As to my indebtedness to facts of local and personal history of a small kind, connected with Staffordshire and Derbyshire—you may imagine of what kind that is when I tell you that I never remained in either of those counties more than a few days together, and of only two such visits have I more than a shadowy, interrupted recollection. The details which I knew as facts, and have made use of for my picture, were gathered from such imperfect allusion and narrative as I heard from my father in his occasional talk about old times.

As to my aunt's children or grandchildren saying, if they did say, that Dinah is a good portrait of my aunt—that is the vague, easily satisfied notion imperfectly instructed people always have of portraits. It is not surprising that simple men and women without pretension to enlightened discrimination should think a generic resemblance constitutes a portrait, when we see the great public so accustomed to be delighted with misrepresentations of life and character, which they accept as representations, that they are scandalized when art makes a nearer approach to truth.

Perhaps I am doing a superfluous thing in writing all this to you—but I am prompted to do it by the feeling that in future years "Adam Bede" and all that concerns it may have become a dim portion of the past, and I may not be able to recall so much of the truth as I have now told you.

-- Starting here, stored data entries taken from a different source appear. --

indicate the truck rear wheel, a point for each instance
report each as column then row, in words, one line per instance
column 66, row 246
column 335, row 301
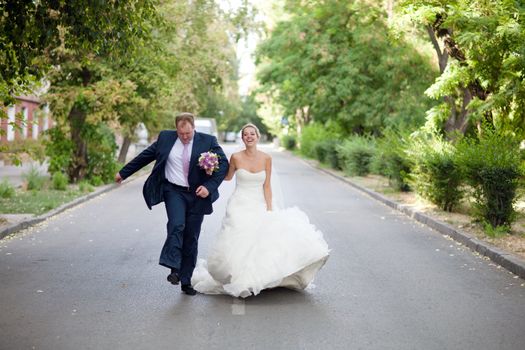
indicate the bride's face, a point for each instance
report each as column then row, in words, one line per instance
column 249, row 136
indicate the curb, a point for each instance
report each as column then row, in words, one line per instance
column 38, row 219
column 509, row 261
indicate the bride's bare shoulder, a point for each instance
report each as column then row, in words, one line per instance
column 236, row 155
column 267, row 157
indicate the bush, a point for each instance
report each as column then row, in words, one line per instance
column 289, row 142
column 6, row 189
column 491, row 164
column 96, row 181
column 312, row 134
column 392, row 161
column 85, row 186
column 437, row 176
column 59, row 181
column 355, row 155
column 325, row 151
column 35, row 181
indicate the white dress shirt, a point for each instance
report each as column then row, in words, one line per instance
column 174, row 172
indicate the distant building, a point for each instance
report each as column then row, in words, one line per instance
column 36, row 118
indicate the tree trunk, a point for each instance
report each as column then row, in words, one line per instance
column 79, row 164
column 124, row 149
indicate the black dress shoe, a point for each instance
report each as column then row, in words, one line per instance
column 188, row 289
column 173, row 278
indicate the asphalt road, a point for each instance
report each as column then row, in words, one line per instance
column 89, row 279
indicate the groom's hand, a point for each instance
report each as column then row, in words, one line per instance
column 202, row 192
column 118, row 178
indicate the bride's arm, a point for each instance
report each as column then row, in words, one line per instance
column 231, row 168
column 267, row 184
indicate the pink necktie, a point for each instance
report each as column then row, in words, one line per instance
column 185, row 160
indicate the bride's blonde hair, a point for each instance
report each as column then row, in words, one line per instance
column 250, row 125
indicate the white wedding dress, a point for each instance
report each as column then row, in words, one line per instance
column 258, row 249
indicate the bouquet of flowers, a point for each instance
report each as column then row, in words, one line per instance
column 209, row 162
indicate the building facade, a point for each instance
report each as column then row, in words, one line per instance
column 34, row 119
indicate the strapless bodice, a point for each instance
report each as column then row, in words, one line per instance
column 247, row 178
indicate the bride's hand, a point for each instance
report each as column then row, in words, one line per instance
column 202, row 192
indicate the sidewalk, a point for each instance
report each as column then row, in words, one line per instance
column 505, row 259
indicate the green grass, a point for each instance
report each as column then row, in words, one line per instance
column 36, row 202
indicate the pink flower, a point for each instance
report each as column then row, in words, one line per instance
column 209, row 162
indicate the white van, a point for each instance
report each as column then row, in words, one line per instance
column 207, row 126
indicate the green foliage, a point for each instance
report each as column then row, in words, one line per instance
column 35, row 202
column 6, row 189
column 391, row 160
column 483, row 78
column 325, row 151
column 34, row 180
column 313, row 134
column 437, row 176
column 97, row 180
column 289, row 141
column 84, row 186
column 355, row 155
column 336, row 60
column 59, row 181
column 101, row 153
column 36, row 33
column 492, row 166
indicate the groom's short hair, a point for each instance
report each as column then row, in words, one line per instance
column 185, row 118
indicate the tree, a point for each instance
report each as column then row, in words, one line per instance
column 480, row 47
column 336, row 61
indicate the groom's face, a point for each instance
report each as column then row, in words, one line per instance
column 185, row 131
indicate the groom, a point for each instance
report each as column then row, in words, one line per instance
column 187, row 191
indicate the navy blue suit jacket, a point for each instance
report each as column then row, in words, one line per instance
column 160, row 150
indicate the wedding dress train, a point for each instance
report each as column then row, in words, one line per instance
column 258, row 249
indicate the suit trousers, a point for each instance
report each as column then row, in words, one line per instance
column 181, row 246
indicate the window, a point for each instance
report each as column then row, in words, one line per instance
column 25, row 113
column 11, row 120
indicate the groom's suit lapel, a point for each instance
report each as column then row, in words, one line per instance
column 195, row 152
column 169, row 145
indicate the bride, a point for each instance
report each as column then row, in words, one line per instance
column 259, row 247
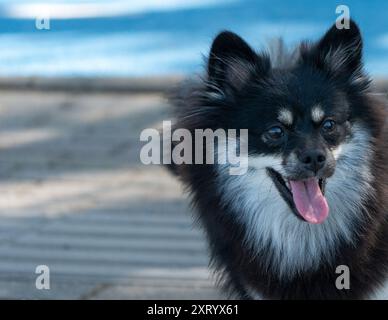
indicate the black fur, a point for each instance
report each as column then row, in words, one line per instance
column 240, row 90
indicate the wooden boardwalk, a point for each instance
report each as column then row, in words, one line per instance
column 75, row 197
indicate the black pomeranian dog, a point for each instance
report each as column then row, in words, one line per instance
column 315, row 194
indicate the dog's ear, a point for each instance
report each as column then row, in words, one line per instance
column 232, row 61
column 339, row 52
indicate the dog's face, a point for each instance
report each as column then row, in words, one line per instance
column 300, row 115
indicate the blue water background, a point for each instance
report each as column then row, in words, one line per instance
column 174, row 40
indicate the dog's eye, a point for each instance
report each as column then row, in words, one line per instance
column 275, row 133
column 328, row 125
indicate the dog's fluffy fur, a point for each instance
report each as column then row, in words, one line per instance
column 261, row 248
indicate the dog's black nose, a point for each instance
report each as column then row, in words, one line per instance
column 313, row 160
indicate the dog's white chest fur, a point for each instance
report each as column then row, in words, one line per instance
column 296, row 245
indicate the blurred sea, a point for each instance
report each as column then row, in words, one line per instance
column 158, row 37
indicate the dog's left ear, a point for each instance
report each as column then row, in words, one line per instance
column 339, row 52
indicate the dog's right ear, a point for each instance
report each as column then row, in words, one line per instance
column 232, row 61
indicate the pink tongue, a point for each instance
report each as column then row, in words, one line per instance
column 309, row 200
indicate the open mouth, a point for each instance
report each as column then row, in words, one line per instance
column 306, row 198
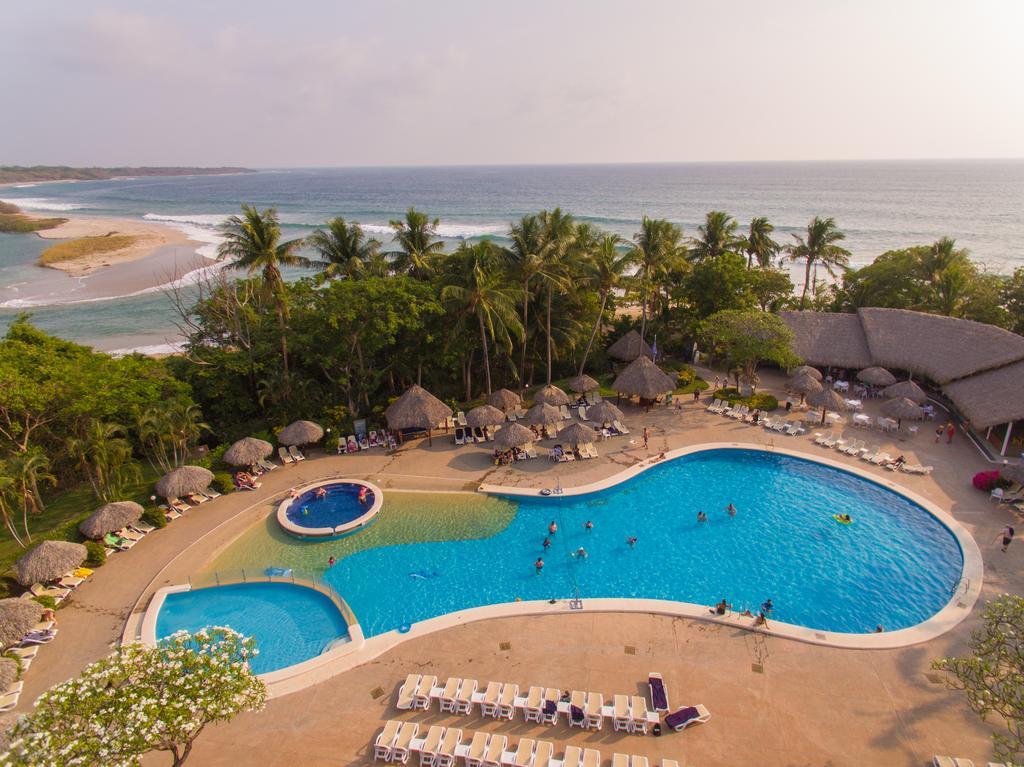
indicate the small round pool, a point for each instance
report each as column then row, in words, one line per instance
column 330, row 509
column 290, row 623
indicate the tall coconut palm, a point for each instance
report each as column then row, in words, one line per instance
column 606, row 272
column 819, row 247
column 475, row 287
column 656, row 249
column 419, row 248
column 759, row 245
column 253, row 240
column 344, row 249
column 715, row 237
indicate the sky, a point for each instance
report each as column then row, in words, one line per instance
column 326, row 83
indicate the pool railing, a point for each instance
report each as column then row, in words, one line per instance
column 299, row 578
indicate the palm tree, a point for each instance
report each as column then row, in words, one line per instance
column 657, row 249
column 474, row 285
column 419, row 249
column 716, row 236
column 819, row 248
column 759, row 245
column 607, row 271
column 343, row 248
column 253, row 240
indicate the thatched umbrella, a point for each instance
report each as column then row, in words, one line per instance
column 902, row 408
column 49, row 560
column 604, row 412
column 485, row 415
column 16, row 619
column 111, row 517
column 504, row 399
column 826, row 399
column 513, row 435
column 248, row 451
column 644, row 379
column 877, row 376
column 584, row 383
column 183, row 480
column 907, row 389
column 551, row 395
column 806, row 370
column 629, row 347
column 417, row 409
column 542, row 414
column 578, row 433
column 300, row 432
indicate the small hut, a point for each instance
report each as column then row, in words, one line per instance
column 110, row 518
column 551, row 395
column 907, row 389
column 49, row 561
column 504, row 399
column 249, row 451
column 417, row 409
column 644, row 379
column 16, row 619
column 876, row 376
column 826, row 399
column 183, row 480
column 300, row 433
column 629, row 347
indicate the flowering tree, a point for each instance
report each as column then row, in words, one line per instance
column 139, row 699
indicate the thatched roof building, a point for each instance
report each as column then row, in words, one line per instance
column 643, row 379
column 629, row 347
column 49, row 560
column 110, row 518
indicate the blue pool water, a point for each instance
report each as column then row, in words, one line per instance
column 339, row 506
column 896, row 564
column 291, row 624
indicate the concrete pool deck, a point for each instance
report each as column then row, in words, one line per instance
column 811, row 705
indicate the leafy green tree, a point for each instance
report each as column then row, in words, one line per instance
column 419, row 249
column 759, row 246
column 819, row 247
column 253, row 240
column 344, row 249
column 141, row 699
column 992, row 676
column 749, row 338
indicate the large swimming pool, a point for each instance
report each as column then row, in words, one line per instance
column 895, row 565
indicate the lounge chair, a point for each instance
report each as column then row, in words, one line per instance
column 407, row 693
column 658, row 692
column 680, row 719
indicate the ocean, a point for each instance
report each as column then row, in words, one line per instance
column 879, row 205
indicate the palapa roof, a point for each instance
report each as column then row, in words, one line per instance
column 906, row 389
column 183, row 480
column 16, row 619
column 629, row 347
column 416, row 409
column 48, row 560
column 513, row 435
column 830, row 339
column 485, row 415
column 551, row 394
column 578, row 433
column 877, row 376
column 504, row 399
column 110, row 517
column 644, row 379
column 248, row 451
column 300, row 432
column 542, row 414
column 583, row 383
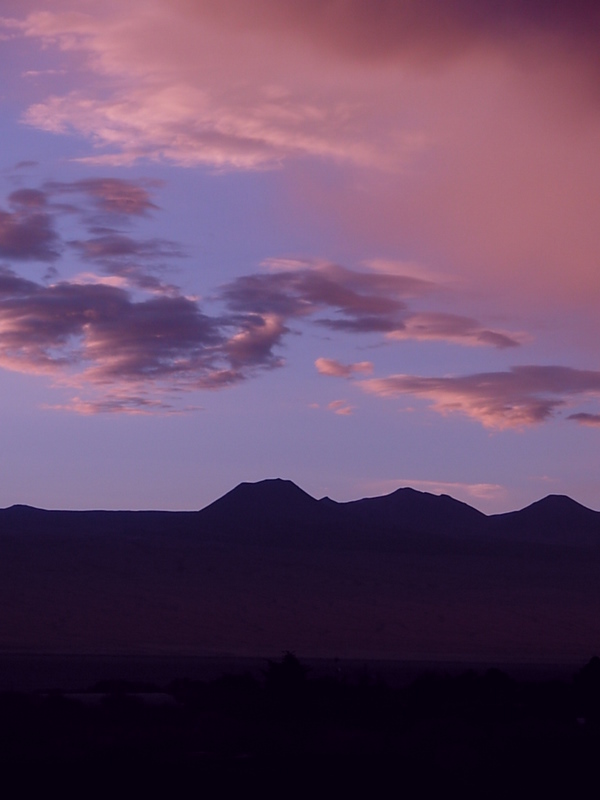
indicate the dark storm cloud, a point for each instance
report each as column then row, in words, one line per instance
column 366, row 300
column 27, row 231
column 110, row 338
column 110, row 195
column 363, row 302
column 139, row 262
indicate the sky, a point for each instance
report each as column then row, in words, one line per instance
column 354, row 244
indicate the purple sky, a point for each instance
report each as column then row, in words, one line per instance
column 348, row 243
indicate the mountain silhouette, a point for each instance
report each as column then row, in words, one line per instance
column 267, row 568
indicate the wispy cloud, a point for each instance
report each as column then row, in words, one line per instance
column 341, row 407
column 451, row 328
column 522, row 396
column 329, row 366
column 27, row 231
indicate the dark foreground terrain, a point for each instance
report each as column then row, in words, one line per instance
column 405, row 576
column 288, row 734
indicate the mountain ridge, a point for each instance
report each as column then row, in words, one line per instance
column 267, row 568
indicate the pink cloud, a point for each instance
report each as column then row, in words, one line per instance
column 112, row 195
column 592, row 420
column 329, row 366
column 475, row 125
column 451, row 328
column 27, row 232
column 522, row 396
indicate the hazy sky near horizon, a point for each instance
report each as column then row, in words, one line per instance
column 354, row 244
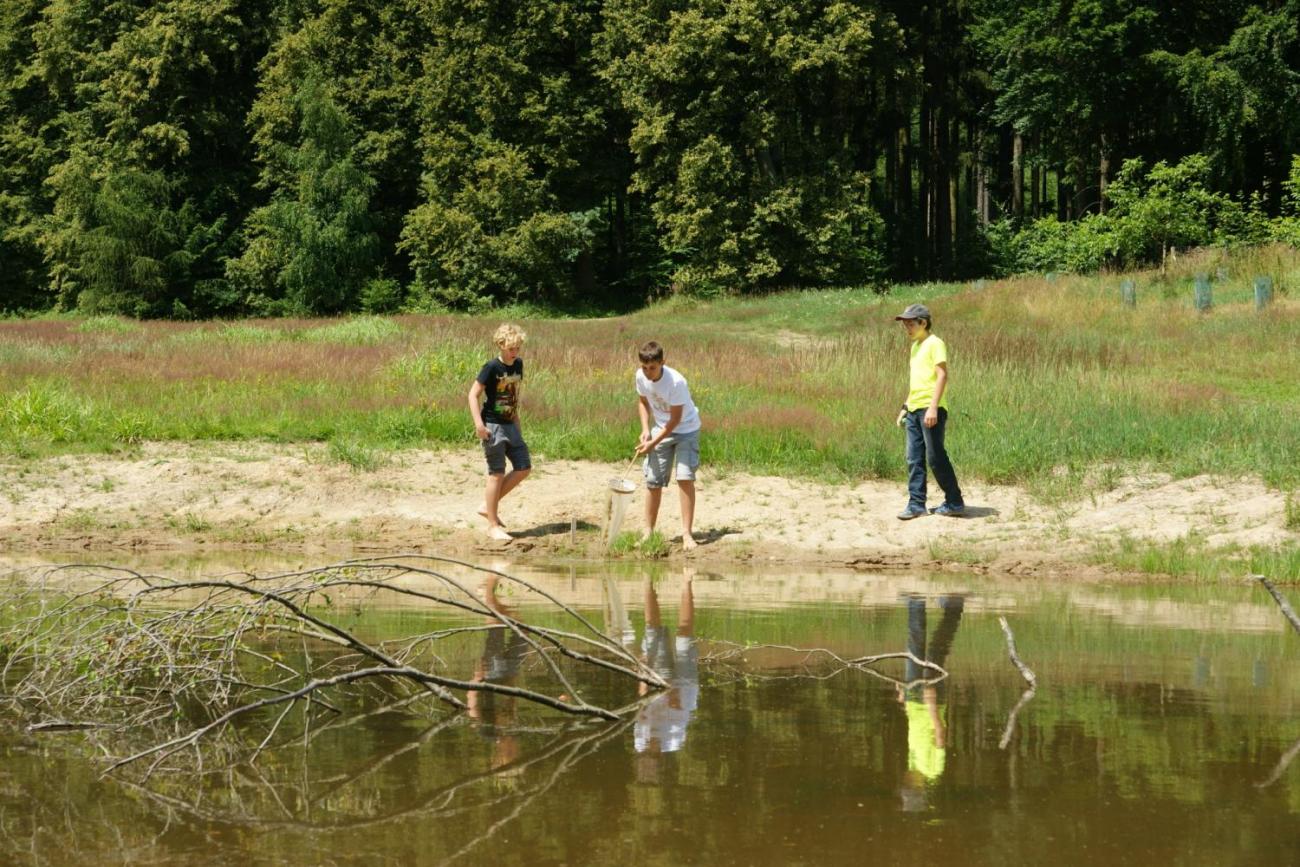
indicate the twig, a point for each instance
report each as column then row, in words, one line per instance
column 1281, row 767
column 1282, row 601
column 1010, row 719
column 1010, row 649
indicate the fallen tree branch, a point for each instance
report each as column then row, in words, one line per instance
column 1281, row 599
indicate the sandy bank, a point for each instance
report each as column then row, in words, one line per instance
column 168, row 495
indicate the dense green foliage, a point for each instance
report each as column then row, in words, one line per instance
column 222, row 157
column 1056, row 385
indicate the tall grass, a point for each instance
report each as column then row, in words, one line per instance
column 1049, row 378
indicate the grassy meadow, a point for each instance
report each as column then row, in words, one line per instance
column 1056, row 385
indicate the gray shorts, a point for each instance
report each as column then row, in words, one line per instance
column 679, row 455
column 505, row 441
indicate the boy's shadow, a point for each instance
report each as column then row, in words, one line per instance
column 714, row 533
column 555, row 528
column 980, row 511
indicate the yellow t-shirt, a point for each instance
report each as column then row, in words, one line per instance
column 923, row 753
column 926, row 358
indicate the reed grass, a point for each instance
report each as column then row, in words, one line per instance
column 1190, row 556
column 1051, row 378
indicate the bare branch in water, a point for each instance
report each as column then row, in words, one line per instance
column 1287, row 611
column 1015, row 658
column 1010, row 719
column 1281, row 767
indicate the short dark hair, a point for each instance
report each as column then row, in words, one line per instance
column 649, row 352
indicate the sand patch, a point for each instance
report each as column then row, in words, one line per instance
column 169, row 495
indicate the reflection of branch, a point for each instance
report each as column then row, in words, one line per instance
column 576, row 754
column 861, row 663
column 404, row 671
column 1282, row 601
column 1026, row 673
column 1010, row 720
column 1015, row 658
column 1282, row 766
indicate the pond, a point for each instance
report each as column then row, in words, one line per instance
column 1161, row 731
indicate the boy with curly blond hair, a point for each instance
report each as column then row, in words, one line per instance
column 497, row 388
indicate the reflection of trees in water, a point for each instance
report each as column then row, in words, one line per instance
column 291, row 809
column 242, row 702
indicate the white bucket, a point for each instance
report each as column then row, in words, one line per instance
column 620, row 494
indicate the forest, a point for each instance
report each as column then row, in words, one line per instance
column 194, row 159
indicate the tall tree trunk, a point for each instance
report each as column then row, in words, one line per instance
column 924, row 190
column 1018, row 178
column 1103, row 174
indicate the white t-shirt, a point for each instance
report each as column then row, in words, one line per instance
column 667, row 393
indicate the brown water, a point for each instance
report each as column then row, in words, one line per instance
column 1158, row 735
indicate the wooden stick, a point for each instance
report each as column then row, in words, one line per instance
column 1282, row 602
column 1015, row 658
column 1281, row 767
column 1010, row 720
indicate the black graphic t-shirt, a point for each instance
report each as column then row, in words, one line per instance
column 501, row 390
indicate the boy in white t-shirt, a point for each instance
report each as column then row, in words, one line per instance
column 671, row 443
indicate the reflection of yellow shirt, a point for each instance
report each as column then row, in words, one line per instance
column 923, row 753
column 926, row 358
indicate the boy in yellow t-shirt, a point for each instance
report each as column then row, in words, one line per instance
column 924, row 416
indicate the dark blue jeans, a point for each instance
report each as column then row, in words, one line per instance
column 926, row 446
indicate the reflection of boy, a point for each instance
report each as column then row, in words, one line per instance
column 923, row 703
column 671, row 445
column 661, row 725
column 497, row 424
column 501, row 662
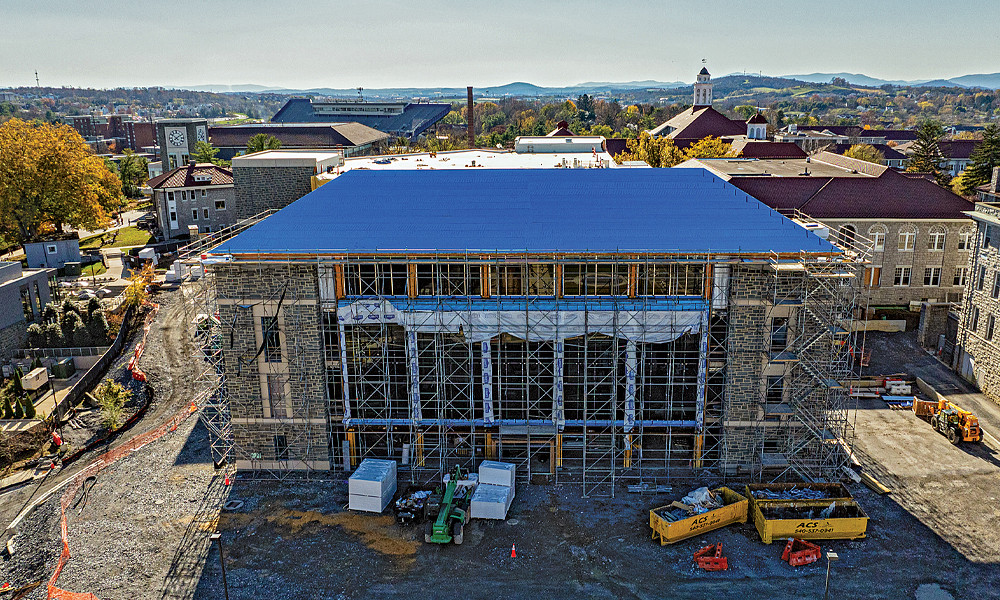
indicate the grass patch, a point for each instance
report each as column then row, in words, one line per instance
column 127, row 236
column 93, row 270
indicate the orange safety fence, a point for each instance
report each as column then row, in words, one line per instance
column 103, row 461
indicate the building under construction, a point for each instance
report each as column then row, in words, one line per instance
column 601, row 327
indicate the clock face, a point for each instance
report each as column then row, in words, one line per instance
column 176, row 137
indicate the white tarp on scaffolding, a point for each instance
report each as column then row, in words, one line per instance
column 533, row 325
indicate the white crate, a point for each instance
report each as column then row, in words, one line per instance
column 372, row 478
column 371, row 503
column 491, row 501
column 496, row 473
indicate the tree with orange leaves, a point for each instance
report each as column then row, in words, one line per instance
column 49, row 178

Once more, thanks, dear Sara.

Ever your loving

Marian.

It is easy to gather from this letter that whilst the existence of Marian Evans was calm enough externally, her inner life was full of stirring events—of the most stirring events, in fact which can agitate the human soul for it is evident that she had passed along some quite opposite phases of religious belief. In 1851, after a visit to the continent, she goes—where all English writers seem to drift by some natural magic—to London, and fixes her residence there. It is curious enough that with all her clearness of judgment she works here for five years, apparently without having perceived the vocation for which her whole natural and acquired outfit had so remarkably prepared her. We find her translating Spinoza's Ethics; not only translating but publishing Feuerbach's Essence of Christianity and Strauss's Life of Jesus. She contributes learned essays to the Westminster Review; it is not until the year 1856, when she is thirty-six years old that her first slight magazine story is sent to Blackwood's; and even after his first commendations her timidity and uncertainty as to whether she could succeed in story-writing are so great that she almost resolved to give it up. I should regard it as mournful, if I could think it religious to regard anything as mournful which has happened and is not revocable, that upon coming to London Marian Evans fell among a group of persons represented by George Henry Lewes. If one could have been her spiritual physician at this time one certainly would have prescribed for her some of those warm influences which dissipate doubt by exposing it to the fierce elemental heats of love, of active charity. One would have prescribed for her the very remedy she herself has so wisely commended in Janet's Repentance.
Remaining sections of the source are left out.